Für den Polizeialltag ist „Hessendata“ durchaus praktisch. dpa © dpa

Der hessische Datenschutzbeauftragte kritisiert die in Teilen verfassungswidrige Polizei-Software „Hessendata“. Die Nutzung des Programms der Firma Palantir muss gesetzlich neu geregelt werden.

Innenminister Peter Beuth (CDU) versuchte dem Urteil noch etwas Positives abzugewinnen. Nachdem das Bundesverfassungsgericht Mitte Februar entschieden hatte, dass die Nutzung der Analysesoftware „Hessendata“ durch die hessische Polizei zum Teil verfassungswidrig ist, meldete sich der zuständige Minister optimistisch zu Wort. Immerhin habe das höchste deutsche Gericht anerkannt, dass die Polizei in digitalen Zeiten Werkzeuge für die Analyse großer Datenmengen brauche, sagte Beuth. Zudem dürfe Hessendata zumindest zum Teil weiter verwendet werden. Das sei „ein wichtiges Signal für die weitere Digitalisierung der Ermittlungsarbeit unserer Sicherheitsbehörden“.

Auch wenn Peter Beuth es öffentlich anders behauptete: Das Urteil des Bundesverfassungsgerichts stellte eine juristische Niederlage für die hessische Landesregierung dar. Die bisherige Nutzung von Hessendata, 2017 zur Prävention oder Aufklärung von Straftaten eingeführt und vom US-Softwareunternehmen Palantir extra für Hessen angepasst, verstößt nach Überzeugung der höchsten Richter:innen gegen das Grundgesetz, insbesondere gegen das Grundrecht auf informationelle Selbstbestimmung. Außerdem muss nach Überzeugung des Verfassungsgerichts genauer definiert werden, zur Abwehr welcher Gefahren Hessendata eingesetzt werden soll.

Palantir-Software in Hessen: Kritik von Anfang an

Schon bei der Einführung der Palantir-Software hatte es viel Kritik an Hessendata gegeben, weil das Programm es möglich macht, unterschiedliche der Polizei vorliegende Daten automatisiert miteinander zu verknüpfen und auszuwerten. Dabei, so die Sorge, könnten auch unbescholtene Bürger:innen ins Visier geraten. Nun muss das Hessische Gesetz über die öffentliche Sicherheit und Ordnung (HSOG) bis Ende September so neu gefasst werden, dass die weitere Nutzung von Hessendata den Ansprüchen aus Karlsruhe gerecht wird.
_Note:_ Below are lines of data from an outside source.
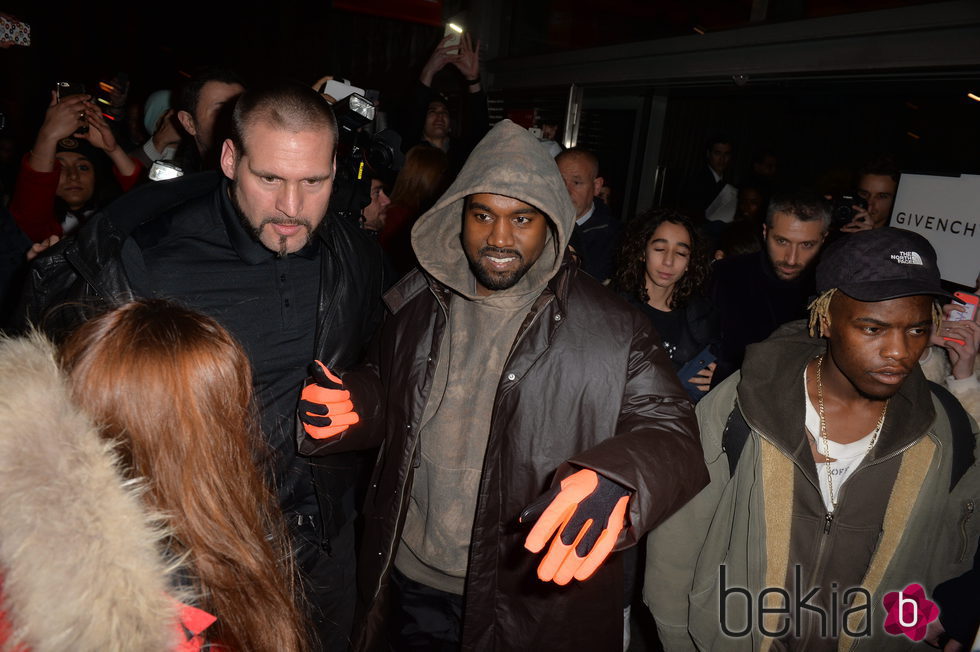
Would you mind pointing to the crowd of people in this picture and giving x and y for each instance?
(481, 412)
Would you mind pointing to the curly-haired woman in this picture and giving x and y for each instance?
(662, 270)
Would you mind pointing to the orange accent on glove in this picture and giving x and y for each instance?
(588, 513)
(325, 407)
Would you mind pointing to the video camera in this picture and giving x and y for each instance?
(361, 156)
(842, 208)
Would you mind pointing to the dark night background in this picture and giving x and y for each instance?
(821, 127)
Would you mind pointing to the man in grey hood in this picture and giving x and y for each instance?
(515, 391)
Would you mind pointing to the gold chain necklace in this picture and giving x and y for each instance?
(826, 442)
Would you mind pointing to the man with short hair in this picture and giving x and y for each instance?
(755, 293)
(373, 215)
(707, 181)
(201, 102)
(254, 249)
(429, 116)
(596, 235)
(877, 185)
(841, 486)
(521, 398)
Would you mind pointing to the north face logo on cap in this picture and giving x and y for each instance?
(907, 258)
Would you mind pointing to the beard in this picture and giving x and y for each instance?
(492, 280)
(256, 229)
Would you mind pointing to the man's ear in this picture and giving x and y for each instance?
(187, 122)
(229, 158)
(824, 326)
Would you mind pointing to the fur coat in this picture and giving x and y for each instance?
(80, 558)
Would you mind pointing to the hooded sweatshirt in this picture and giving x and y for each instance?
(480, 333)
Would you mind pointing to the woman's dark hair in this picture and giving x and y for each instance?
(630, 277)
(106, 189)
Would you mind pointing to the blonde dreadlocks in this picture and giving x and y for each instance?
(820, 310)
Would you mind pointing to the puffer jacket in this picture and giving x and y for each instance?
(80, 558)
(586, 385)
(908, 509)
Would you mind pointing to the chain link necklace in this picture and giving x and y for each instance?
(826, 442)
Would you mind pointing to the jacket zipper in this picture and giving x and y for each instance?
(969, 509)
(829, 516)
(395, 540)
(328, 310)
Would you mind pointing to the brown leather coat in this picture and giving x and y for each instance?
(586, 384)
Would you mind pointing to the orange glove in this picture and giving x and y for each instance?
(325, 407)
(589, 512)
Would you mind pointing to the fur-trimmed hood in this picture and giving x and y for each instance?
(80, 556)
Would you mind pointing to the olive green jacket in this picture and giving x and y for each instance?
(924, 531)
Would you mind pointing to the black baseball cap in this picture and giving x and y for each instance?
(880, 264)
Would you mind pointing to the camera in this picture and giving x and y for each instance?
(163, 170)
(842, 208)
(67, 89)
(361, 156)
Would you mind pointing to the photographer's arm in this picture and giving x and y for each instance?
(100, 135)
(61, 119)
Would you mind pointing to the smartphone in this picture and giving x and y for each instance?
(969, 312)
(969, 302)
(691, 369)
(455, 32)
(67, 89)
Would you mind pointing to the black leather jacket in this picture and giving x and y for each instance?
(83, 275)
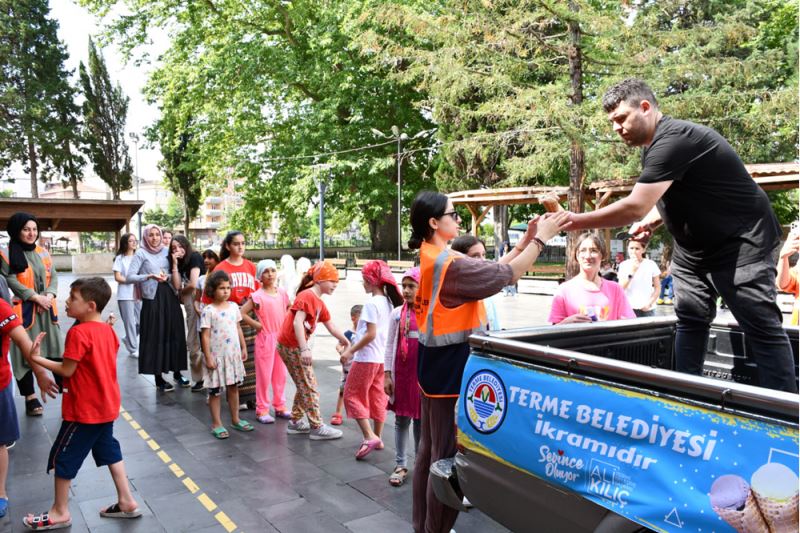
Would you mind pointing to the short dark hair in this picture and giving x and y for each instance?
(94, 289)
(213, 281)
(427, 205)
(631, 91)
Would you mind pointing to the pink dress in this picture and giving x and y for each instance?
(401, 359)
(270, 310)
(607, 302)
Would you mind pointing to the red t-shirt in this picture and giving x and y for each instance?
(243, 281)
(315, 311)
(8, 321)
(91, 394)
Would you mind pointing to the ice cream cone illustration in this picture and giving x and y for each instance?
(550, 203)
(775, 489)
(732, 499)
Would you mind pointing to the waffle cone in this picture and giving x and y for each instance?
(781, 516)
(550, 203)
(748, 520)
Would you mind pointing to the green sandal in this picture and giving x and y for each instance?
(220, 432)
(242, 425)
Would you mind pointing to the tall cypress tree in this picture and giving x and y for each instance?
(105, 109)
(34, 91)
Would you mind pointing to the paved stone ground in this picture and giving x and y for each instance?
(185, 480)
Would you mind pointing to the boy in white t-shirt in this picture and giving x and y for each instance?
(639, 277)
(364, 397)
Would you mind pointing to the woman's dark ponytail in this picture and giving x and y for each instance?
(426, 205)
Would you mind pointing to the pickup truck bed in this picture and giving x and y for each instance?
(600, 368)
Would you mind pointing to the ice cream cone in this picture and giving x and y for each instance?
(781, 516)
(775, 489)
(747, 520)
(550, 203)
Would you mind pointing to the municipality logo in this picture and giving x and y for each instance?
(485, 401)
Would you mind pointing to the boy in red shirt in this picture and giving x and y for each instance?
(89, 407)
(11, 330)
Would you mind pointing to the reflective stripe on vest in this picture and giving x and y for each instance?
(28, 279)
(438, 325)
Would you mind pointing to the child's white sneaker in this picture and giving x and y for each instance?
(324, 433)
(296, 428)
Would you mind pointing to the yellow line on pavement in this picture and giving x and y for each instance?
(226, 522)
(188, 482)
(207, 502)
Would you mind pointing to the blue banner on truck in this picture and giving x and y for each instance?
(666, 465)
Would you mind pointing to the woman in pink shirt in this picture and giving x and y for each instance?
(270, 304)
(588, 297)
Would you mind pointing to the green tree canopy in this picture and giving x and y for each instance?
(105, 109)
(271, 84)
(37, 114)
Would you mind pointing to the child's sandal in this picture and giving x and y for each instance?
(398, 477)
(243, 425)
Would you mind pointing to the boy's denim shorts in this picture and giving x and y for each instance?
(9, 425)
(74, 442)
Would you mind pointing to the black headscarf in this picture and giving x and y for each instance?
(16, 248)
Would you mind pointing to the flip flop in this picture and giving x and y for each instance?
(366, 447)
(398, 477)
(114, 511)
(242, 425)
(42, 522)
(220, 432)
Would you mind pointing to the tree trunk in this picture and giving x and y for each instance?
(500, 215)
(34, 163)
(186, 219)
(383, 233)
(576, 160)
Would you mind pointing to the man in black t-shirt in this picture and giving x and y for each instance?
(725, 231)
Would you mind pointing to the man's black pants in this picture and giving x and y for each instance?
(750, 293)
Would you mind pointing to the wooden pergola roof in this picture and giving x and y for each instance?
(770, 176)
(72, 215)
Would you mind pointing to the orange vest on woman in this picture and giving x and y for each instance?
(28, 279)
(439, 325)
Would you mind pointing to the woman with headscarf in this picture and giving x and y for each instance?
(162, 340)
(33, 280)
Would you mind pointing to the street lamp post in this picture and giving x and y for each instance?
(322, 186)
(135, 138)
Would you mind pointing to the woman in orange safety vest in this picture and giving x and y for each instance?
(449, 310)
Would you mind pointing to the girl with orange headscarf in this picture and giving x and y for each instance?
(307, 310)
(364, 397)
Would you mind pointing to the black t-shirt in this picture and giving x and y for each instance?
(195, 261)
(716, 212)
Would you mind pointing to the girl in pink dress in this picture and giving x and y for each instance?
(269, 304)
(400, 373)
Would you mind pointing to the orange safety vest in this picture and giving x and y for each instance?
(23, 309)
(439, 325)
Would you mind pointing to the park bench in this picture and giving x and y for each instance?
(339, 263)
(400, 266)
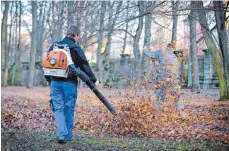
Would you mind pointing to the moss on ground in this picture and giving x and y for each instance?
(87, 141)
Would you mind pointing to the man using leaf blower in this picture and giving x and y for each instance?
(63, 63)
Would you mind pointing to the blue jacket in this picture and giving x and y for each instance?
(78, 58)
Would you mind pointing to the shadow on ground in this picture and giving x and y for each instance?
(87, 141)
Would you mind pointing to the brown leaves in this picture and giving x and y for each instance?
(22, 113)
(202, 119)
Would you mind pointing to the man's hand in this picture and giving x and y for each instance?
(97, 82)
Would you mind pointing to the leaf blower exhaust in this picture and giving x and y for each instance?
(92, 86)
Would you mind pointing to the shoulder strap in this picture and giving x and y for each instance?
(61, 46)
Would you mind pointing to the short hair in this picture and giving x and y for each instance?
(73, 30)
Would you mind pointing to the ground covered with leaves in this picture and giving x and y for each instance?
(202, 125)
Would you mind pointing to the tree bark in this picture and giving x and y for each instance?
(4, 52)
(147, 36)
(217, 58)
(137, 36)
(194, 51)
(33, 46)
(223, 38)
(15, 66)
(127, 25)
(99, 59)
(175, 6)
(106, 54)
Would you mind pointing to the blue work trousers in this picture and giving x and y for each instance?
(63, 100)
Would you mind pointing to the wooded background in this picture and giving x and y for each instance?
(128, 27)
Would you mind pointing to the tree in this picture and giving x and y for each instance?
(106, 54)
(4, 43)
(33, 46)
(100, 40)
(216, 54)
(175, 6)
(137, 36)
(223, 38)
(194, 50)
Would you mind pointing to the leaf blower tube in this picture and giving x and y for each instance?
(92, 86)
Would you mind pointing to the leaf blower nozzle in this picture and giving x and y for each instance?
(92, 86)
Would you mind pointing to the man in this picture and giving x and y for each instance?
(63, 91)
(166, 79)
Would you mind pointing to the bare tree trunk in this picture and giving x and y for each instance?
(33, 46)
(175, 6)
(106, 61)
(99, 59)
(137, 36)
(5, 61)
(61, 21)
(125, 38)
(194, 51)
(15, 46)
(216, 54)
(147, 36)
(223, 38)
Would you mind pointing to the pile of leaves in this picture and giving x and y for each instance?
(142, 119)
(22, 113)
(137, 117)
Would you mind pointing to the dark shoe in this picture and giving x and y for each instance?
(61, 141)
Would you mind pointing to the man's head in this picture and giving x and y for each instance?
(74, 32)
(171, 46)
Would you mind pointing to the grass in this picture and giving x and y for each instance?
(87, 141)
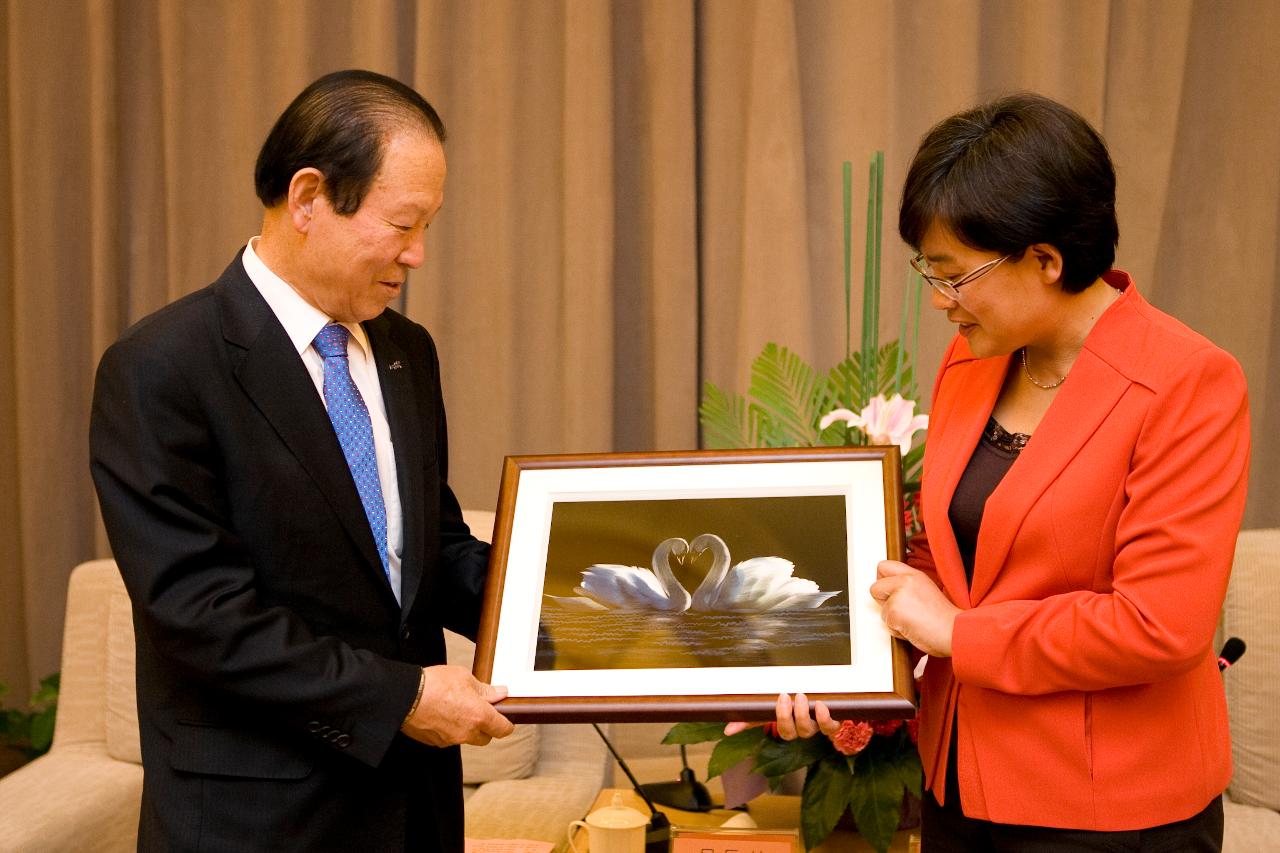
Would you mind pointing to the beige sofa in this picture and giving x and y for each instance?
(85, 794)
(1252, 612)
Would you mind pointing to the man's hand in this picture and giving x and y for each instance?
(914, 609)
(794, 720)
(456, 708)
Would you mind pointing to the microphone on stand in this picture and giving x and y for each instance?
(658, 833)
(1232, 651)
(686, 793)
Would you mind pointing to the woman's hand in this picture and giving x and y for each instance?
(914, 609)
(794, 720)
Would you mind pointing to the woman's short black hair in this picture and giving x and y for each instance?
(339, 126)
(1022, 169)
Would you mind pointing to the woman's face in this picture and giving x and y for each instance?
(1006, 308)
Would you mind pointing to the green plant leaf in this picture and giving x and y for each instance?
(732, 749)
(42, 730)
(727, 420)
(876, 801)
(789, 395)
(780, 757)
(694, 733)
(824, 797)
(48, 690)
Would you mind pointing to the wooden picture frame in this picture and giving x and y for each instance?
(581, 623)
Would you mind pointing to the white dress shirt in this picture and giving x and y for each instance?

Insbesondere wird es im Gesetz nicht weiter heißen können, die Analyse persönlicher Daten sei „in begründeten Einzelfällen“ legal.

Am Dienstag meldete sich der hessische Datenschutzbeauftragte Alexander Roßnagel zu der Palantir-Software zu Wort. Bei der Neufassung des HSOG müsse die Landesregierung nun definieren, wie viele Daten verwendet werden sollen und wie viele Personen darauf Zugriff haben, sagte Roßnagel bei der Vorstellung seines Jahresberichts 2022 in Wiesbaden. Beispiel Wiesbadener Hauptbahnhof: Theoretisch könne die Polizei dort innerhalb einer halben Stunde Millionen von Funkzellendaten aufzeichnen, sagte Roßnagel – von jeder Person, die zu dieser Zeit ein betriebsbereites Handy in der Tasche habe. Das gehe zu weit, weil die Gefahr bestehe, dass auch harmlose Passant:innen ins Visier geraten, so der Datenschutzexperte.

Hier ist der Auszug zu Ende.